Down-shifting is an important racing skill that is often poisoned by years of street driving habits. On the street, one typically drives at low RPMs to conserve fuel. Shifting down can be done almost any time, and if one down-shifts early, the engine can be used for deceleration. My father taught me to do this when I was learning to drive. I guess this was a hold-over from the pre-disc brake era when the drum brakes alone weren’t enough stopping power. Why anyone would do this today is beyond me*. The brakes are much better at slowing down the car because they work on all 4 wheels. Brake pads are also one of the least expensive parts of a car and the labor is far less than a clutch.
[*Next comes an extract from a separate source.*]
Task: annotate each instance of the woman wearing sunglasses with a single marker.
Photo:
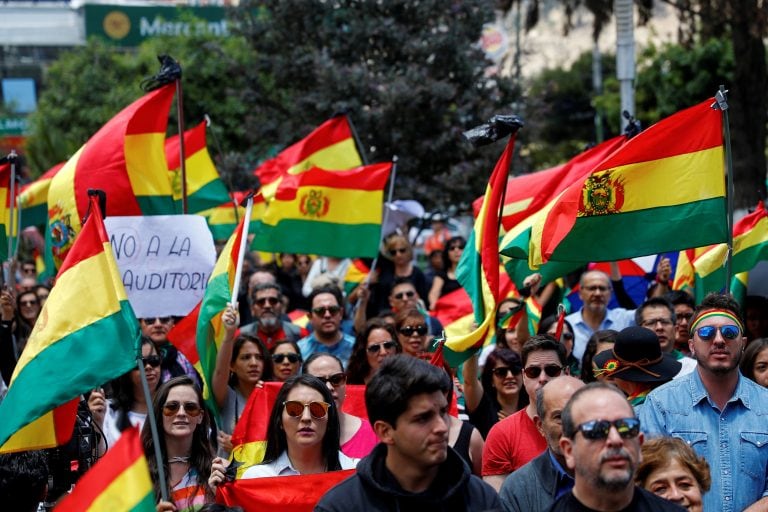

Down-shitting is the act of downshifting early, releasing the clutch, locking the drive wheels, and crashing. The consequences can be quite dramatic.
On a race track, down-shifting as a form of deceleration is stupid. Assuming your brake bias is set up correctly, engine-braking ruins the braking balance by adding additional braking to the drive wheels. In a FWD vehicle, this isn’t necessarily horrible, it mostly makes the braking distance longer. But in a RWD vehicle, it could cause the rear tires to lock even when going in a straight line. Since a clumsy or slippery clutch pedal could find you dumping the clutch suddenly and going into an uncontrollable spin, downshifts should occur at the end of the braking zone, not the start.
* OK, so there are a few scenarios where engine-braking is useful. When going down a mountain, over-using brake pads can cause them to overheat and fade. And on a slippery surface, adding additional rear brake can shorten stopping distances because there isn’t as much weight transfer to the front tires. If you’re going to use engine-braking, do it because it makes sense in the specific situation, not out of habit.